Hugo Chavez Wages War on Free Press in Venezuela, Other Latin Presidents Follow Suit


Latin American media and the journalism profession have had a difficult history with dictators and military juntas that killed and imprisoned many journalists, and closed down or censored many newspapers, radio and television stations. But the democratization, experienced by the region during the last decades, brought freedom of expression and a nascent critical media that openly denounces and debates national issues, public policies, political scandals and corruption in government.

Yet, in recent years a new wave of leftist politicians came to power in Latin America and some of these “progressive” leaders have been openly hostile to media freedom, to the point of closing hundreds of television and radio stations and harassing and persecuting journalists.
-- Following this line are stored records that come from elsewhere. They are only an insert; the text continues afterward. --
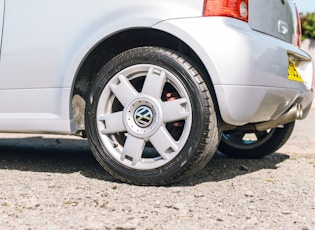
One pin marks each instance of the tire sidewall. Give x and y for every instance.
(154, 57)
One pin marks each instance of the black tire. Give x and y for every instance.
(176, 132)
(239, 144)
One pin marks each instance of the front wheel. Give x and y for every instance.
(151, 119)
(242, 144)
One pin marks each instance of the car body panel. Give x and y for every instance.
(44, 43)
(279, 23)
(250, 72)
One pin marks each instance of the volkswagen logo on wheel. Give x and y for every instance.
(143, 116)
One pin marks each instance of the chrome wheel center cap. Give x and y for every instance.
(143, 116)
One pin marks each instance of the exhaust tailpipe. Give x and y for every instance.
(293, 114)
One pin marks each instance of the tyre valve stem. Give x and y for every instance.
(171, 97)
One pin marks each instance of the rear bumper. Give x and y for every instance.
(248, 69)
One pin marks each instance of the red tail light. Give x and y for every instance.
(229, 8)
(298, 40)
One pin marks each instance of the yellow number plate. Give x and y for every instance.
(293, 74)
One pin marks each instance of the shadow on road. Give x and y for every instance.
(38, 154)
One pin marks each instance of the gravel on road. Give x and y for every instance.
(54, 182)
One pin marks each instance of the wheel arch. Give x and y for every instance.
(112, 46)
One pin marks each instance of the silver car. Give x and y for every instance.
(157, 87)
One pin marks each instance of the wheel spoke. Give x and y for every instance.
(175, 110)
(113, 123)
(163, 142)
(133, 148)
(123, 90)
(154, 83)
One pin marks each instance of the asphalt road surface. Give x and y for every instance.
(53, 182)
In Argentina, Venezuela, Bolivia, Ecuador, Nicaragua, and other countries these leftist regimes and politicians are proclaiming a new economic and social model, a socialist revolution that -- sadly -- it's based on the Cuban model where free and independent media has no place.
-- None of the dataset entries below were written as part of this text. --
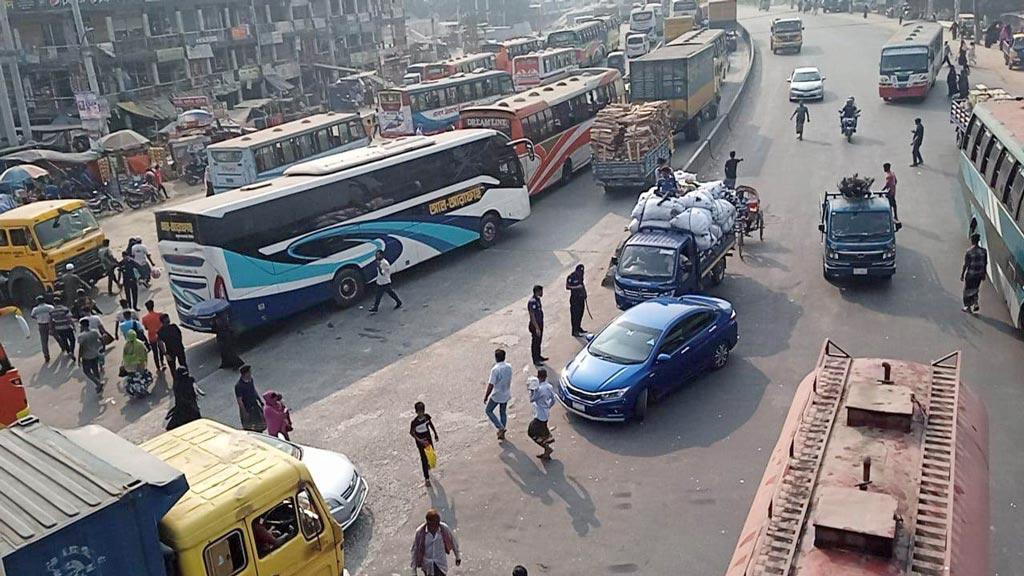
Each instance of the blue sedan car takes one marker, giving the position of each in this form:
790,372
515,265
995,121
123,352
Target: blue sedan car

Hugo Chavez, in Venezuela, has closed more than 30 radio stations and many newspapers and television stations. Newspapers have been threatened and fiscally harassed by the Chavez regime. In election times Chavez utilizes all the controlled media to attack his competitors and manipulate information.  

Argentina's intentions to control the press are well-known, in 2010 they tried to regulate production of newsprint to control printed media, and it prompted international criticism against the unconstitutional measure (the Obama Administration took notice as well). It is quite normal for Cristina Kirchner, in Argentina, to publicly accuse El Clarin, La Nacion and other media in incendiary speeches describing them as traitors and as having conspired with former dictators, when their only problem is that they criticize her public policies. 

In Ecuador, Rafael Correa's Administration has also persistently attacked television stations; he has taken some of them to court. In Nicaragua, Ortega uses state-run television to attack the media, which he publicly accuses of being controlled by the CIA and the "elite" classes of the country. At the same time, government-friendly media establishments are rewarded with profitable public contracts in all these regimes.

In Mexico, Lopez Obrador, a two-times presidential candidate, continually attacks Televisa, Milenio, El Universal, Excelsior and other media establishments because they criticize or question his actions and will not bend to his particular views. His incendiary discourse against the media enrages his followers who insult and attack journalists in social networks as well as in the streets. Never have so many newspapers, media establishments and journalists felt so threatened as they are today with this leftist and messianic leader in Mexico.

These so called “progressive” leaders base their attacks on the media on some fabricated premise of “democratization of the media,” an euphemism for media control by the state, so they deny licenses to television and radio stations and independent journalists. Editors and shareholders are harassed at a personal level and many have had to leave their countries while populist demagogues aim at controlling media freedom and manipulate the masses to remain in power. Some of them have been successful, Chavez has been in power for twelve years already and the Kirchner family has been ruling Argentina for more than a decade. 

These attacks against the press in Latin America are undermining the practice of free and objective journalism. Many journalists, writers and intellectuals are now afraid to criticize populist and demagogue leaders; they fear being lynched by mobs in the streets, in social networks and academia, where left-wing ideologists abound and easily manipulate youngsters who lack any political criteria.

This issue must be brought to the AOS and the UN, because it is compromising freedom of expression and democracy in Latin America.

Editors' note: The article previously stated that Chavez closed "hundreds of radion and television stations and newspaper" – this has been corrected to reflect the smaller number of media outlets impacted by Chavez and his administration.